Moreland argues that our culture’s uncritical acceptance of scientism stems from not utilizing the discipline of philosophy to rationally investigate and adjudicate the assumptions and presuppositions of the scientific worldview and its metaphysical commitment to the spatio-temporal plausibility structures of the world. Moreland proposes that the way forward is to have philosophers as the gatekeepers to help define the nature and rationality of science and scientific (and at times conflicting) claims about reality and “for what is and what is not reasonable to believe” (p. 124). Philosophy plays the role of asking questions and differentiates the scope of what science can and cannot do. For example, Moreland uses philosophical reasoning to make the following claims about what science cannot explain: (1) the origin of the universe, (2) the origin of the fundamental laws of nature, (3) the fine-tuning of the universe, (4) the origin of consciousness, and (5) the existence of moral, rational, and aesthetic objective laws and intrinsically valuable properties in the world.

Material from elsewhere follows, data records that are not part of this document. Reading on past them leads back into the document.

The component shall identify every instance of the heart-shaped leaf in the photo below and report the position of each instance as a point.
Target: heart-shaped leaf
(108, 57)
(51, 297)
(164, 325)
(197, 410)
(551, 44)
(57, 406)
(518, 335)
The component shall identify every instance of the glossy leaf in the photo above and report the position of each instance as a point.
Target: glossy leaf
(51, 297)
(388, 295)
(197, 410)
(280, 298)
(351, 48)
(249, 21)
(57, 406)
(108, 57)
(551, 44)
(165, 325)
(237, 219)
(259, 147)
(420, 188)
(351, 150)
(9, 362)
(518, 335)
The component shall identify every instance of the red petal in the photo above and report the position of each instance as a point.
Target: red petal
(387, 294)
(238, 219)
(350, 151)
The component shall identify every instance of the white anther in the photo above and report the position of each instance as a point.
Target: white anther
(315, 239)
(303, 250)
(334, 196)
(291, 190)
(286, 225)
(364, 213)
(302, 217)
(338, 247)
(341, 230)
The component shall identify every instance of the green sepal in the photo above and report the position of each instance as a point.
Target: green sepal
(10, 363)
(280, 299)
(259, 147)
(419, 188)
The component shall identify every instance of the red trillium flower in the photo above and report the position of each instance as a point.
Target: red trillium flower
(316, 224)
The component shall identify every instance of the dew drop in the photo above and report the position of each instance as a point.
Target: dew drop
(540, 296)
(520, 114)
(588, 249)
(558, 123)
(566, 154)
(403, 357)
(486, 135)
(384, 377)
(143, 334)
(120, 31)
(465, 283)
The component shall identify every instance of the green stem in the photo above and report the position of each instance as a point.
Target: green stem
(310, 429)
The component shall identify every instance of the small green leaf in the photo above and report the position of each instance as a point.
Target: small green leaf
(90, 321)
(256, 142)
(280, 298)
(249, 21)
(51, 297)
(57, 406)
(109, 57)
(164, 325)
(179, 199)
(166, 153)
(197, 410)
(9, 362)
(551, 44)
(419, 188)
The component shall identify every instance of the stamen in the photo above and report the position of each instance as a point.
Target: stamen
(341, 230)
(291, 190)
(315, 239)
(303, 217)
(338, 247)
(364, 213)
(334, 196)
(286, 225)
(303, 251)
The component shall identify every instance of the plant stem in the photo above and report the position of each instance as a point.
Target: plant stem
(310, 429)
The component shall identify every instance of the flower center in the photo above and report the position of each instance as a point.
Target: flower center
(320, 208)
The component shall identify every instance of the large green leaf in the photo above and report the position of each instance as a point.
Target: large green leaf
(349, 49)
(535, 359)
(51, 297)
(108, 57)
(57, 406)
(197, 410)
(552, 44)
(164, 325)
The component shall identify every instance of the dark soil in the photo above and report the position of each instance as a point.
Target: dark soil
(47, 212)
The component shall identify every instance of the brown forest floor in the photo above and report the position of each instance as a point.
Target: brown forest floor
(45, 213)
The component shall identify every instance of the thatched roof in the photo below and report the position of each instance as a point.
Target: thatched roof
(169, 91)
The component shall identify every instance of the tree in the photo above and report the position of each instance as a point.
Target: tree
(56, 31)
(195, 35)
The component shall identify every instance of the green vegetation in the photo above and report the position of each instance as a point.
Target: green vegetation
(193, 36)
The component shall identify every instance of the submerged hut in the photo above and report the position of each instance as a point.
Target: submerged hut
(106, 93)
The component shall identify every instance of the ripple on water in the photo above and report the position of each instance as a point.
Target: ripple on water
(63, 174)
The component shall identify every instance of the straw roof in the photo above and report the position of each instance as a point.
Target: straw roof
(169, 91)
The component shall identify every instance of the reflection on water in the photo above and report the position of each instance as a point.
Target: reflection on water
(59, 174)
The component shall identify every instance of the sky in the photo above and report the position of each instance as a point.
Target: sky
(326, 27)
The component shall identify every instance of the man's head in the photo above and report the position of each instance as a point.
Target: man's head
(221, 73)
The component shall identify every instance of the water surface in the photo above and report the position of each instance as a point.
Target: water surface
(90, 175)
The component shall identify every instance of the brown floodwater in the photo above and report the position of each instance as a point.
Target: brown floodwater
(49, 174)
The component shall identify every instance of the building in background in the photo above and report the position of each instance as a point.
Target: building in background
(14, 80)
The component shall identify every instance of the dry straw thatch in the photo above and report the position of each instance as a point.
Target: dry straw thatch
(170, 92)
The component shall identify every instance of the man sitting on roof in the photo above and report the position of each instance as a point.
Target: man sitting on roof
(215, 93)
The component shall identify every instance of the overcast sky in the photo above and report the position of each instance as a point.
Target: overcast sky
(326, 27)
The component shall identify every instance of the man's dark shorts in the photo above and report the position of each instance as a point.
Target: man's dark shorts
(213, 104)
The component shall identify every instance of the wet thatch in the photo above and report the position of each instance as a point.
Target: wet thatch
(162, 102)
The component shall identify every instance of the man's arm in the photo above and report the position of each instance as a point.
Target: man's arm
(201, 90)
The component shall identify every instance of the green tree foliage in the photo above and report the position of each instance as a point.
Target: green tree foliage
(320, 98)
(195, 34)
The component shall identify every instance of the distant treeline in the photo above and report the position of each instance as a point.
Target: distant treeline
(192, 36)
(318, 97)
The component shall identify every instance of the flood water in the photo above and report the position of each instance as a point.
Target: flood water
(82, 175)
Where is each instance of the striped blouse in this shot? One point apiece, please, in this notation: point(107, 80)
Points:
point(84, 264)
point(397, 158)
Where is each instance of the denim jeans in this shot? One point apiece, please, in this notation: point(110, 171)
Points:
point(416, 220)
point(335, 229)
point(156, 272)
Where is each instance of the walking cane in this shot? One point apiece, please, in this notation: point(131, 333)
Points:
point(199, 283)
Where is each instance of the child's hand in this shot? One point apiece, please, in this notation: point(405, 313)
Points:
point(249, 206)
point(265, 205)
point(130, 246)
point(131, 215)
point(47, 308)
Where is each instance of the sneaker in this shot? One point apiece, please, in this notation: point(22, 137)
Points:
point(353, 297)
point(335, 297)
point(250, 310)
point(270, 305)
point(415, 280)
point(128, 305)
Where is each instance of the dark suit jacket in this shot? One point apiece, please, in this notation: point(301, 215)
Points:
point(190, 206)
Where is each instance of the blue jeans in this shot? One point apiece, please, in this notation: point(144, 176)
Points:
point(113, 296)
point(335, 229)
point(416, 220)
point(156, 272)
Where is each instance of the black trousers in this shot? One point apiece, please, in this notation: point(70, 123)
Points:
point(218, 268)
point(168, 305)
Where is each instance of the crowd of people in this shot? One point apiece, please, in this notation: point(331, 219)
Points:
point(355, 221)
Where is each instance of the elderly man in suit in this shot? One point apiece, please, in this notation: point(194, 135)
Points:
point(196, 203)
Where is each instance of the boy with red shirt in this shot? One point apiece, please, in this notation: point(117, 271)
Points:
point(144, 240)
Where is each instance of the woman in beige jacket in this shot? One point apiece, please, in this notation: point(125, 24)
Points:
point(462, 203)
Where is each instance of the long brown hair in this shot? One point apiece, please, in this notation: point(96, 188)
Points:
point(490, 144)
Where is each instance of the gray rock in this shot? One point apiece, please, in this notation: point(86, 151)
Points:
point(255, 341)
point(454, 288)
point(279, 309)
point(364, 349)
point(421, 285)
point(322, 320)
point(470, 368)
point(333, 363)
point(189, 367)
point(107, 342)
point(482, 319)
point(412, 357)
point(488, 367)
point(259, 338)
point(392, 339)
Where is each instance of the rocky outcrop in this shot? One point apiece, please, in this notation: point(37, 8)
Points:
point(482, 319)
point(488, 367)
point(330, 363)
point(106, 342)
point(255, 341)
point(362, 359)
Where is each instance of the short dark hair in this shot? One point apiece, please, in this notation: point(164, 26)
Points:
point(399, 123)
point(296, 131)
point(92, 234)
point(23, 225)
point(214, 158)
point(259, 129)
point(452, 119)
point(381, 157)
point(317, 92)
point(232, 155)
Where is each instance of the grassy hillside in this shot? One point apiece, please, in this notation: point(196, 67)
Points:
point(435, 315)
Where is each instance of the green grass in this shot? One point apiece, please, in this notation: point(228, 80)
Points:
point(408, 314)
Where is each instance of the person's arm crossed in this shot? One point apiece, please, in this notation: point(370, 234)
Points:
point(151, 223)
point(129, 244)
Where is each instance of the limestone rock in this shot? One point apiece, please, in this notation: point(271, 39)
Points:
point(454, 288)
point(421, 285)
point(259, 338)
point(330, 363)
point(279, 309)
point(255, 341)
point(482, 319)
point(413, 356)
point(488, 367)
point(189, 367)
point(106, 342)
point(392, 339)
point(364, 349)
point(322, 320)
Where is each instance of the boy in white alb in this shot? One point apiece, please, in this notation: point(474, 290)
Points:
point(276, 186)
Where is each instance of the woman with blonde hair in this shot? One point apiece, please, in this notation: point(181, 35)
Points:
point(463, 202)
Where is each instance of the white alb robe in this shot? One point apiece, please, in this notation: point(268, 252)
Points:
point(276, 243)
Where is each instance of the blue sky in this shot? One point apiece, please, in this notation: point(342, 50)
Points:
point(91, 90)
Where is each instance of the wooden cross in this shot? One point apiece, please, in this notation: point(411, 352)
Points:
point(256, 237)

Having shown the implausibility and incoherence of scientism, Moreland acknowledges that science is a valuable enterprise worthy of pursuit because science has a lot to offer our knowledge of reality in the world. He suggests that the way forward is to commit to conceptual and personal integration of Christianity and science. The aim of this integration is to “provide rational justification for Christian truth claims” (p. 178) within the framework of Christian theism without having to succumb to the corrosive effects of scientism. The confidence and clarity Moreland expresses throughout the book are informative and refreshing, this work is valuable in providing an up-to-date discussion of the impact of scientism on the culture and Christian belief. It may not convince every reader of the validity of the arguments from the framework of Christian theism or those who are not sympathetic to the intelligent design movement, nevertheless, the book remains a helpful guide for those who are in the science-and-theology discussion, one promising for further study, debate, and research.


Kiem Le is the lead pastor of Living Word Community Church, San Jose, CA and professor of theology at Alliance Evangelical Divinity School, CA. He holds a PhD from Trinity Evangelical Divinity School.